Along the way, I noted other build times:
- 15093 736-764msec
- 15100 684-804msec
- 15101 2156-2244msec (could be related to not doing -doisv?)
- 15102 2160-2268msec (ditto)
- 15104 916-960msec
- 15109 908-996msec (w/ -doisv! Otherwise 4 seconds!
- 14111(today) 900-940msec
Clearly, things slowed down after 15100.
The change at version 15101 was to replace SCI with SAA as the driving
force behind IVE. That suggests that SAA is missing some inference
here, but both codes have replaced all sel() ops with _idx_sels.

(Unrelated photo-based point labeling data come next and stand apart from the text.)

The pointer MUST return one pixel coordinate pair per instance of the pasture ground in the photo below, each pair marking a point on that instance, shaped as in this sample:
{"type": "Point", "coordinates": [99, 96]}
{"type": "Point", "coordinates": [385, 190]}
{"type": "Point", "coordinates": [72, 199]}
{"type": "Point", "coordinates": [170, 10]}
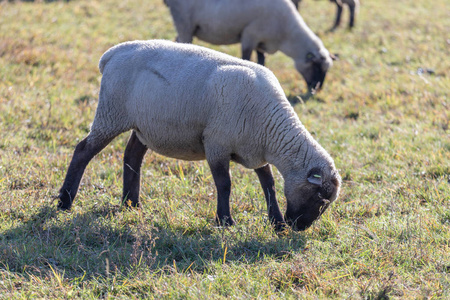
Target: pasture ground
{"type": "Point", "coordinates": [383, 115]}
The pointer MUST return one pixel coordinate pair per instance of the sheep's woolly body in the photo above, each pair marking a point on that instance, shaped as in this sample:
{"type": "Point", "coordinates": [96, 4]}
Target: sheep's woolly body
{"type": "Point", "coordinates": [234, 21]}
{"type": "Point", "coordinates": [190, 103]}
{"type": "Point", "coordinates": [193, 103]}
{"type": "Point", "coordinates": [263, 25]}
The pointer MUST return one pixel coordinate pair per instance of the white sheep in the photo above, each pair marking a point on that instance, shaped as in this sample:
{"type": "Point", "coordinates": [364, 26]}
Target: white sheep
{"type": "Point", "coordinates": [262, 25]}
{"type": "Point", "coordinates": [353, 6]}
{"type": "Point", "coordinates": [193, 103]}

But I don't see the connection between LIR and my shape_cliques.c
change.
---- later on ----
I again reverted to 15104(the one where I switched from using SCI to
using SAA).
I then ran the compiotad.sac test, then patched the return value in
shape_cliques.c to use SCI rather than SAA as the IVE driver, and got
this interesting result:
IVE w/SAA: 864-1024msec
IVE w/SCI: 732-816msec
Clearly, SAA is missing an inference. A diff at phase -b11 tells the
tale clearly (I've also attached the two .out files):
196a197
> int _ive_6988__pinl_6505__iv;
197a199
> int _ive_6986__pinl_3483__iv;
211c213,214
< _pinl_3512____flat_127 = idx_sel( _wlidx_6982__pinl_3487__z,
_pinl_3521___res);
---
> _ive_6986__pinl_3483__iv = idxs2offset( [ 40000000 ],
_pinl_3488___eat_218);
> _pinl_3512____flat_127 = idx_sel( _ive_6986__pinl_3483__iv,
_pinl_3521___res);
229c232,233
< _pinl_6845___flat_721__SSA7_1__SSA8_1 =
idx_sel( _wlidx_6984__pinl_6448_intx, _pinl_6852__z);
---
> _ive_6988__pinl_6505__iv = idxs2offset( [ 40000000 ],
_pinl_6508___eat_210);
> _pinl_6845___flat_721__SSA7_1__SSA8_1 =
idx_sel( _ive_6988__pinl_6505__iv, _pinl_6852__z);
This explains why compiotad is running slower, but it does not
explain why LIR is not being performed.